M. Avi Assouly. Le ministère des finances, la société Areva, le Sénat et même la présidence de la République ont subi des cyberattaques. Comment la commission du Livre blanc appréhende-t-elle cette nouvelle guerre contre notre pays et contre la démocratie?

M. Jean-Claude Guibal. En Méditerranée, au Moyen-Orient, en Afrique, quelles stratégies vous semblent les mieux adaptées pour lutter contre les diverses formes de terrorisme, et quelles interventions imaginez-vous ? Des opérations civilo-militaires vous semblent-elles adaptées à cet espace ? Par ailleurs, j’avais été très impressionné par votre ouvrage intitulé La fin de la démocratie ; le réécririez-vous dans les mêmes termes aujourd’hui ?

M. Axel Poniatowski. Comme vous, je pense extrêmement difficile de mettre en œuvre l’Europe de la défense puisque de nombreux États ne veulent pas y consacrer des moyens suffisants et que certains pays majeurs, dont le Royaume-Uni, ne veulent pas d’intégration, et en tout cas pas de centre de commandement européen. Dans ce contexte, ne conviendrait-il pas de préciser dans le Livre blanc la doctrine de la France en matière d’Europe de la défense ? Pensez-vous préférable d’envisager davantage de coopérations renforcées sur les plans industriel et programmatique, voire sur des interventions opérationnelles, plutôt que d’envisager une plus grande intégration qui pose immédiatement le problème de la souveraineté ?

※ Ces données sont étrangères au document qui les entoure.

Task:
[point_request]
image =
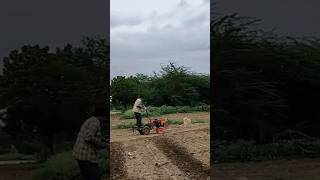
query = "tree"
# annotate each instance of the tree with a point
(47, 93)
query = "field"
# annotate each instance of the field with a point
(180, 153)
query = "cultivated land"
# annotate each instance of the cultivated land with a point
(298, 169)
(180, 153)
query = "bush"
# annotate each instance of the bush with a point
(63, 167)
(158, 111)
(125, 125)
(250, 151)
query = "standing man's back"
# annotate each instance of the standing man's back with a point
(88, 143)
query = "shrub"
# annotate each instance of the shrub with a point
(158, 111)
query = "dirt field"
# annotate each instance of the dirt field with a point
(180, 153)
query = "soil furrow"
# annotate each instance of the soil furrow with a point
(117, 161)
(180, 157)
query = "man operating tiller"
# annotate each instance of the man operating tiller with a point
(137, 108)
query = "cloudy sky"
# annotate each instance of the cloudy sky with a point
(54, 23)
(148, 33)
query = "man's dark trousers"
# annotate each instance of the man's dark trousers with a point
(89, 170)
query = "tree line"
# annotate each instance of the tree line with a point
(174, 85)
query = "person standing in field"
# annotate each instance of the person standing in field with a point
(137, 108)
(88, 143)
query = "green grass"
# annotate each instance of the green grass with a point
(158, 111)
(250, 151)
(125, 125)
(62, 166)
(16, 156)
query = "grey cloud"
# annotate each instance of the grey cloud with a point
(180, 35)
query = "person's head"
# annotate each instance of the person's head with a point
(100, 113)
(140, 97)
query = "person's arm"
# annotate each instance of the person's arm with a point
(91, 135)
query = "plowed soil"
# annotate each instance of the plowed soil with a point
(180, 153)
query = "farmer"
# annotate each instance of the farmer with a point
(88, 142)
(137, 107)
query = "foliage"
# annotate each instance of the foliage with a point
(250, 151)
(172, 86)
(48, 92)
(262, 83)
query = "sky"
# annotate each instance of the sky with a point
(53, 23)
(299, 18)
(146, 34)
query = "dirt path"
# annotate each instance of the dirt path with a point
(298, 169)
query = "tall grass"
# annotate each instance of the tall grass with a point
(158, 111)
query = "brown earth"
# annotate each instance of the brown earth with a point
(166, 156)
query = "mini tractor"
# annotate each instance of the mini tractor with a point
(159, 125)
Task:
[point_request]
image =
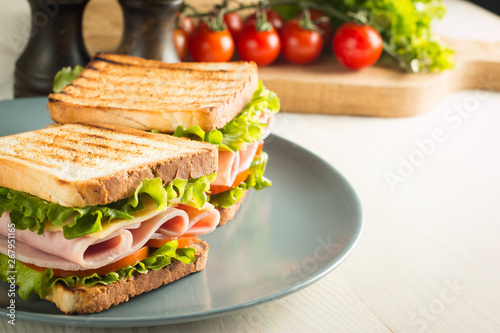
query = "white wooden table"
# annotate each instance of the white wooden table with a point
(428, 259)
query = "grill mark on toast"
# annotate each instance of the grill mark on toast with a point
(88, 149)
(24, 158)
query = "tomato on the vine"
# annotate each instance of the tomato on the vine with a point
(207, 45)
(300, 45)
(273, 17)
(262, 47)
(185, 24)
(234, 23)
(325, 24)
(357, 46)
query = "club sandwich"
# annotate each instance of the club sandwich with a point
(91, 215)
(220, 103)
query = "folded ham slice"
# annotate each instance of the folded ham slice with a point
(232, 163)
(53, 250)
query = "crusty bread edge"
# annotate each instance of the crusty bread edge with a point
(19, 175)
(165, 122)
(99, 297)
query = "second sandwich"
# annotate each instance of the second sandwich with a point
(221, 103)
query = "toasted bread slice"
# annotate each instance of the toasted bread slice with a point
(78, 165)
(148, 94)
(81, 299)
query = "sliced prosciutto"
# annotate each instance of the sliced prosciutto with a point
(53, 250)
(232, 163)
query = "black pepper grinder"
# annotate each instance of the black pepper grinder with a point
(56, 41)
(148, 29)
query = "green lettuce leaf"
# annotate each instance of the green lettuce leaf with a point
(255, 180)
(30, 212)
(245, 128)
(65, 76)
(33, 281)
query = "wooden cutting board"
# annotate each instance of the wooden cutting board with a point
(327, 87)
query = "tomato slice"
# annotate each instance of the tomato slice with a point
(184, 241)
(241, 177)
(132, 259)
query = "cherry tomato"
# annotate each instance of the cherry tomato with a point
(207, 45)
(273, 17)
(185, 24)
(357, 46)
(180, 43)
(262, 47)
(325, 24)
(300, 45)
(130, 260)
(234, 24)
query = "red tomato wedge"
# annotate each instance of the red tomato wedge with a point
(184, 241)
(132, 259)
(241, 177)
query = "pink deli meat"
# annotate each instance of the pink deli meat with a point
(53, 250)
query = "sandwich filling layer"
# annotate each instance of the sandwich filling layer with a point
(240, 143)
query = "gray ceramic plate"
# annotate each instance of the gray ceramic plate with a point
(283, 239)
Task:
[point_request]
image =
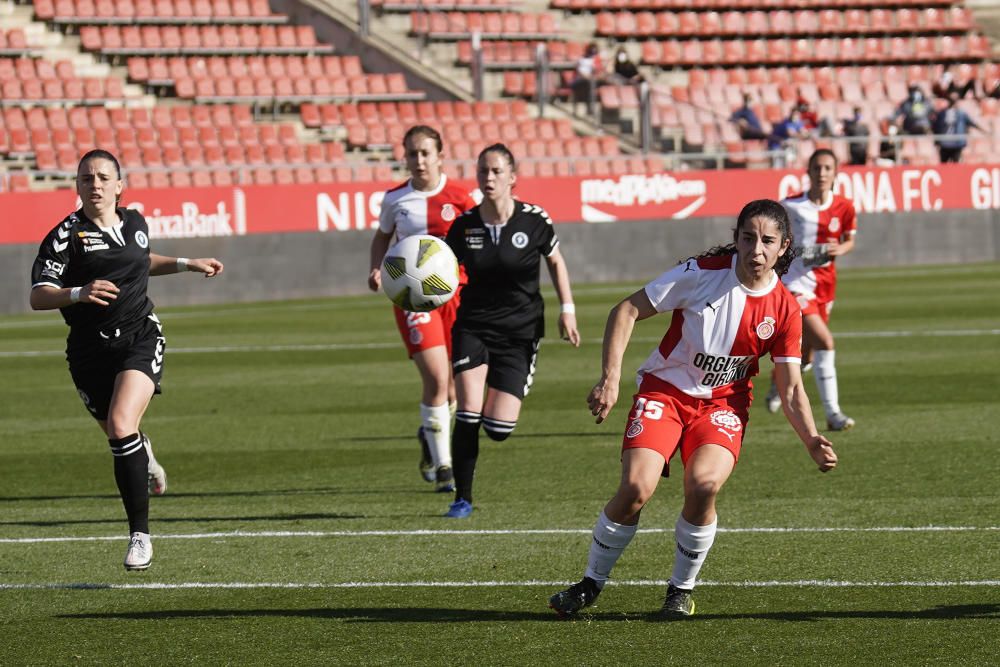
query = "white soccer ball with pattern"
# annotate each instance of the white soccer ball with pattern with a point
(420, 273)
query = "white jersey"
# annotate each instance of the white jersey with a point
(407, 211)
(719, 328)
(814, 225)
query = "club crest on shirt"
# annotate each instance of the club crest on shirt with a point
(474, 238)
(726, 419)
(766, 328)
(92, 243)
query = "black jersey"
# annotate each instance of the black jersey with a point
(503, 265)
(77, 252)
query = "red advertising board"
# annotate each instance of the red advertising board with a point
(264, 209)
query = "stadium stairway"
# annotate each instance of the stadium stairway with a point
(433, 64)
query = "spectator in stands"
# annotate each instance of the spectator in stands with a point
(808, 117)
(588, 76)
(991, 86)
(913, 116)
(626, 70)
(856, 130)
(811, 122)
(952, 125)
(747, 122)
(947, 84)
(887, 148)
(94, 266)
(783, 134)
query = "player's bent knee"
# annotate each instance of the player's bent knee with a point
(703, 490)
(497, 429)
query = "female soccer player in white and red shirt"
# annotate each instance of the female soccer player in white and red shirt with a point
(729, 308)
(426, 204)
(824, 225)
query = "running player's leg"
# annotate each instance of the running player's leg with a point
(614, 530)
(704, 474)
(816, 332)
(435, 417)
(470, 366)
(708, 462)
(132, 393)
(511, 374)
(469, 385)
(652, 433)
(427, 340)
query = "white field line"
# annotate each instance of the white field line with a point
(472, 533)
(333, 347)
(801, 583)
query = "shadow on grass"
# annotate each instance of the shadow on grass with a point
(436, 615)
(205, 494)
(353, 615)
(519, 436)
(940, 613)
(194, 519)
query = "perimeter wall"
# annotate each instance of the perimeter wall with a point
(282, 242)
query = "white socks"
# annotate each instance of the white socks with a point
(693, 543)
(437, 429)
(826, 381)
(610, 540)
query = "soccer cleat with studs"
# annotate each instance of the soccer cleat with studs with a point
(426, 464)
(839, 422)
(570, 601)
(445, 480)
(460, 509)
(678, 603)
(140, 552)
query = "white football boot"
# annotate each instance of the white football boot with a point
(140, 552)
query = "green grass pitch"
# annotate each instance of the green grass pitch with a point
(297, 530)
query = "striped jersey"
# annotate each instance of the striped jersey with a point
(812, 224)
(407, 211)
(719, 328)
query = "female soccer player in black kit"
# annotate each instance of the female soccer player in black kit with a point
(94, 267)
(500, 320)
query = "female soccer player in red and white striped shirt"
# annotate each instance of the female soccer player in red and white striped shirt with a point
(729, 308)
(425, 204)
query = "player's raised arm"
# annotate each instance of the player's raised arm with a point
(617, 332)
(567, 311)
(798, 411)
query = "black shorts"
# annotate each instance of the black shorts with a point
(511, 361)
(94, 364)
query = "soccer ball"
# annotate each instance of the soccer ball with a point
(420, 273)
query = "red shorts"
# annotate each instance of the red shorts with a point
(663, 417)
(820, 301)
(422, 331)
(815, 306)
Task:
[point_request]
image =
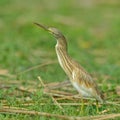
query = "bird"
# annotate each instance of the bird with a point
(81, 80)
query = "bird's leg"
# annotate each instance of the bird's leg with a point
(97, 107)
(82, 106)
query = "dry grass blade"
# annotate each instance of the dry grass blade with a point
(26, 112)
(41, 81)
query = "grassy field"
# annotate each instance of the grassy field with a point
(93, 31)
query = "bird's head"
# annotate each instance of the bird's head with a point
(57, 34)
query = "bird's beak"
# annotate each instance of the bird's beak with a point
(42, 26)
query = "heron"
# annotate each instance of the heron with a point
(81, 80)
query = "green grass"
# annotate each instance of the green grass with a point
(92, 30)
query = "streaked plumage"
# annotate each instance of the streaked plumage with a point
(78, 76)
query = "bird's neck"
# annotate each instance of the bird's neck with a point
(63, 57)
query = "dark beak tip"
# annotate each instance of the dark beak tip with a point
(42, 26)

Vous avez été Secrétaire général adjoint des Nations Unies aux opérations de maintien de la paix et je crois savoir que, dans ces fonctions, vous avez plusieurs fois éprouvé quelques frustrations dues au manque de moyens à votre disposition. Le moment n’est-il pas venu de confier à l’ONU d’autres missions que celle du maintien de la paix et de la charger, sous le contrôle de l’ONU, de procéder à des interventions ? On voit tout l’intérêt qu’une telle possibilité aurait aujourd’hui dans le Sahel, où les forces onusiennes pourraient venir en soutien éventuel des forces africaines. La commission du Livre blanc abordera-t-elle ce sujet ?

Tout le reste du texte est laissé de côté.